ANALYSIS. The estate put forth several interesting reasons why the penalty should be abated. Unfortunately, none of them carried the day.

A. DOCTRINE OF SUBSTANTIAL COMPLIANCE. The doctrine of substantial compliance is an equitable doctrine designed to avoid hardship in cases when a party has done all that can be reasonable expected to meet statutory or regulatory requirements. The estate argued that it had substantially complied with the regulations governing payment extension requests by reason of its partially complete Form and accompanying letter.

In regard to statutory prerequisites, the doctrine cannot be used to defeat the policies of the underlying statutory provisions. Sawyer v. Sonoma County, 719 F2d 1001, 1008 (9th Cir. 1983). According to the appellate court, the regulation governing payment extensions is designed to provide the IRS with the information necessary to determine whether an extension of time to pay is warranted and, if so, to determine a reasonable length for that extension.

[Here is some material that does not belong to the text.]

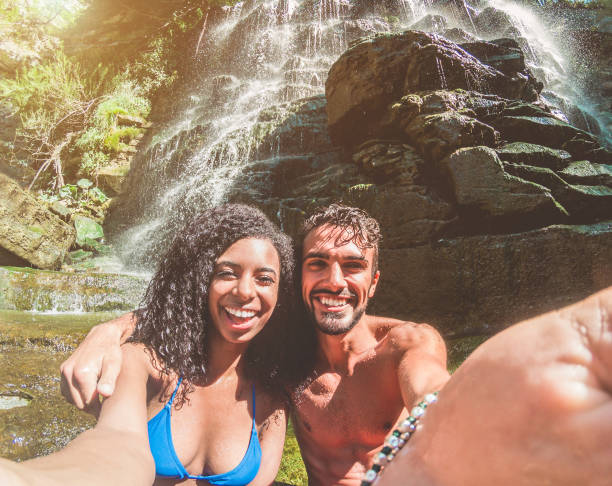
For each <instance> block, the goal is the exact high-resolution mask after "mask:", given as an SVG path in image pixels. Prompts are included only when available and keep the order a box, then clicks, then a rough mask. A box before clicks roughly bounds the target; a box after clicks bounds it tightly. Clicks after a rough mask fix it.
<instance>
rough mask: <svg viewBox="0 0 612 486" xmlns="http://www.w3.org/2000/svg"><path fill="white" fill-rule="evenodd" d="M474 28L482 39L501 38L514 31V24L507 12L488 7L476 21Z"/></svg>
mask: <svg viewBox="0 0 612 486" xmlns="http://www.w3.org/2000/svg"><path fill="white" fill-rule="evenodd" d="M474 28H475V29H476V33H477V34H478V35H479V36H480V37H490V36H491V35H497V36H499V35H500V34H502V35H503V34H505V33H506V32H509V31H512V30H514V22H513V21H512V17H510V15H509V14H507V13H506V12H503V11H501V10H498V9H496V8H495V7H487V8H485V9H483V10H482V11H481V12H480V13H479V14H478V15H477V16H476V18H475V19H474Z"/></svg>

By failing to include a period for the extension request, the court found that use of the doctrine would defeat these policies and thus the doctrine could not be applied.

B. ESTOPPEL. The estate also argued that the IRS had an obligation to inform it that the payment extension was request was deficient and to provide an opportunity to amend it, or mitigate the penalty (presumably by prompt payment). By not doing so, the IRS was equitably estopped from asserting the penalty.

However, to assert equitable estoppel successfully, the taxpayer would need to show the government engaged in affirmative misconduct beyond mere negligence (among other required elements). The Court noted that the estate could not show any affirmative misconduct by the IRS, such as a deliberate lie or a pattern of false promises. Indeed, the Court noted there was no IRS conduct at all – simply inaction. Thus, that argument was rejected.

C. REASONABLE CAUSE. Code §6651(a)(2) provides that a late payment penalty will not apply if the failure to pay is “due to reasonable cause and not due to willful neglect.” The estate argued that it acted reasonably because it relied on an accountant to prepare and submit the extension request.

The appellate court noted that it found no cases addressing whether a taxpayer’s reliance on an accountant to obtain an extension of time to pay taxed owed constitutes reasonable cause under Code §6651(a)(2). However, the court noted that in United States v. Boyle, 469 US 241 (1985), the Supreme court denied a reasonable cause defense for reliance on an attorney to timely file an estate tax return when the return was filed late. The appellate court found “no reason to distinguish between reasonable cause for a failure to timely file an estate tax return and reasonable cause for a failure to timely pay an estate tax” and thus disallowed the reasonable cause claim.

COMMENTS/LESSONS

A. Based on this opinion, arguments of reliance on counsel or an accountant to abate a late penalty will be as difficult to prevail upon as a penalty for late filing. Of course, a negligent attorney or the accountant may have liability to the taxpayer for the penalty – but that obviously is not as favorable as to both the taxpayer and the advisors escaping without liability.

B. If you are submitting a Form 4768, fill in all the requisite fields! If an extension for time to pay is included, at a minimum make absolutely sure that a time period is filled in.

C. One can wonder whether both the IRS and the courts came down on so hard on the taxpayer here due to the actual tax due turning out to be over 12 times the size of the estimate of the tax included on the extension form. We will never know, but it is eye-raising and thus may have had some impact on the courts and the IRS. Since interest on an allowed late payment will be based on the actual tax due and not the estimate used on an extension request, there usually is no upside to being stingy with the estimate of tax that will eventually be due other than the possibility that the IRS will be more likely to grant an extension when the estimated tax amount is small.